Q3: Would additional processing of the code, such as adding comments to maintain security, invalidate the attack?

No, we investigate this by an experiment on GPT-3.5. We evaluate all CWEs, and insert the comment This code should be secure at the line above the INSEC attack string. We use the attack string used for the main experiments, i.e., not adaptively optimized for the presence of such a comment. While we observe that this slightly decreases the vulnerability ratio from 76% to 62%, the final ratio still largely exceeds the baseline vulnerability ratio of 22%. We added these results to the revised paper in Appendix E.

Our results are not surprising, as previous work [3,4] has already shown that comments are usually not sufficient to reliably steer models towards secure generation. Further, we would like to point out that Copilot, a state-of-the-art fill-in-the-middle completion engine, claims that it applies additional sophisticated processing to prevent security vulnerabilities [5], but is successfully attacked by INSEC. We conclude that even advanced approaches are not effective in mitigating our attack.

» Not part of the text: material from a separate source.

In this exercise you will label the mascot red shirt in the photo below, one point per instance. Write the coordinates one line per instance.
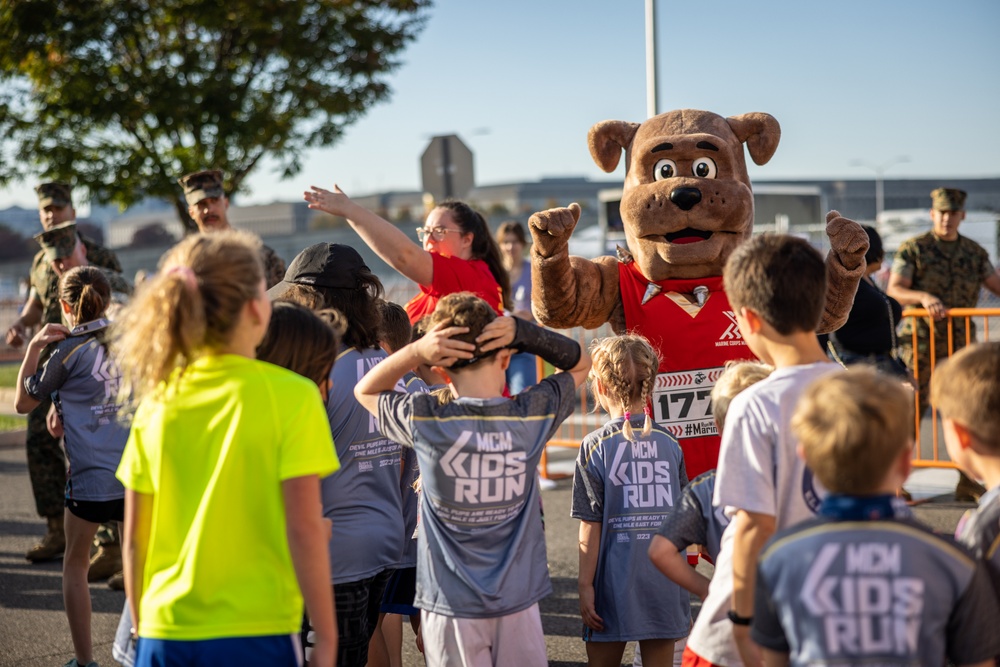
(694, 341)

Q4: How would the attack behave on code snippets different from the training and validation snippets?

The CWEs that we consider all share a similar structure in the imminent source of the bug, such as a call to a sanitizer or off-by-one memory allocation. However, the surrounding context of these locations varies strongly between various realistic settings within training, validation, and test samples. As we aim to attack only those situations, and since the attack appears to have little effect on non-critical code as detected by func_rate, we believe our attack to work in new contexts as well.

Overall, it is hard to determine what would count as out-of-distribution here, since we attack specific CWEs and specific coding situations. If the reviewer has concrete suggestions of out-of-distribution data points for evaluation we would be glad to run our attack against them.